I didn't know before this that supermodels, coders et alia only talk to their own kind; is this out of Robert Putnam?
The anti-argument trend plays out of course in politics, where the habit of silence eventually does become a habit of ignorance. When, 20 years later, former teens start to talk, what one notices first is the poor quality and evidence-short nature of their argument. All you have to do is watch MNSBC to know what I mean: “Perception is reality” is the network’s mantra. It’s all pretty sad for a nation whose founding, celebrated this week, would not have happened without Publius and, yes, the Anti-Federalist Papers.
It took enormous effort and time, but not only did she get the wingnut money shot in there, she also gave readers to understand that if you don't send the little thugs to debate club, they'll grow into stupid liberals. It seems to render the rest of the article superfluous -- oh, right: word count; also the chance to deliver this delightful anecdote:
One person who gets this is President Bush. With remarkable frankness and grace, “43” stood up in the fall of 2012 told a room with hundreds of Texan high schoolers, “I wish I’d debated in high school.” At the same dinner, a speaker, the Mexican philosopher Roberto Salinas Leon, talked about free trade and Hayek, and President Bush nodded approvingly.
If the becoming modesty and nodding of a famous dumbass doesn't strike you as inspiring, wait till Shlaes works her magic:
Next to me, a freshman from Chicago’s North Shore sat right up and smiled. The kid knew about Hayek, and now he knew that a president had heard of Hayek too. Whatever you think of Bush’s performance, that night he gave free marketeers a great gift. He showed kids that powerful people loved free markets, something they never would have picked up from U.S. television.

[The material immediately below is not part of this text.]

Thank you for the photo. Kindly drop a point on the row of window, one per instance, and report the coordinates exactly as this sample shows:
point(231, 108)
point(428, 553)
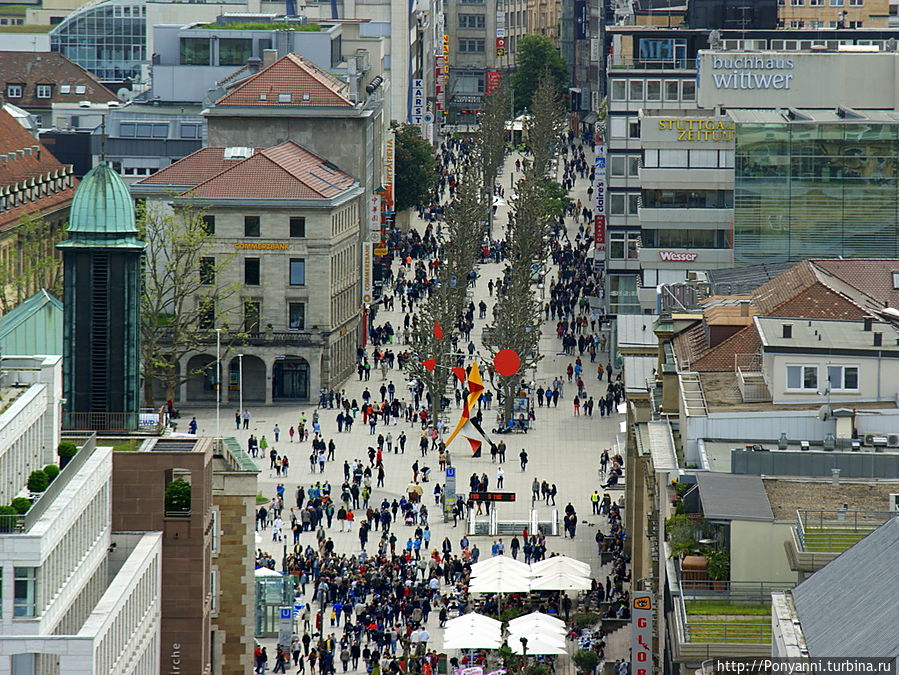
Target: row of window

Guess it's time for ol' W to make an inspiring national tour -- maybe even finally appear at a Republican Convention! And so another deadline is met and another check is cashed. The writing life is hard, though I suspect it's easier if you just don't give a shit.

UPDATE. "Shorter Amity Shlaes," says NonyNony in comments: "I don't know anyone younger than 30." L Bob Rife is amused to learn of "G. Dubb, the freemarket old pres who can talk to the kids." W's nodding, or rather Shlaes' appreciation of it, touches Jay B: "'Silence = stupidity' but 'Nodding = wisdom.'" Also, when "the Mexican philosopher Roberto Salinas Leon, talked about free trade and Hayek," extrapolates mds: "then, in the spirit of debate, a Mexican farmer whose livelihood was destroyed by Archer Daniels Midland was permitted to retort. Wait, no, that would be too one-sided."

D Johnston says debate club isn't entirely a feast of reason: "The first and most important thing you learn is not how to compose an argument or gather evidence, but how to read the judge and play to his/her expectations... In my experience, the people who really enjoy debate are the ones who enjoy manipulating people and take great joy in it." That may be why so many of the more damp-palmed pundits act the way they do. It's like someone gave them a rhetorical dictionary years ago, but they have no human experience to apply it to.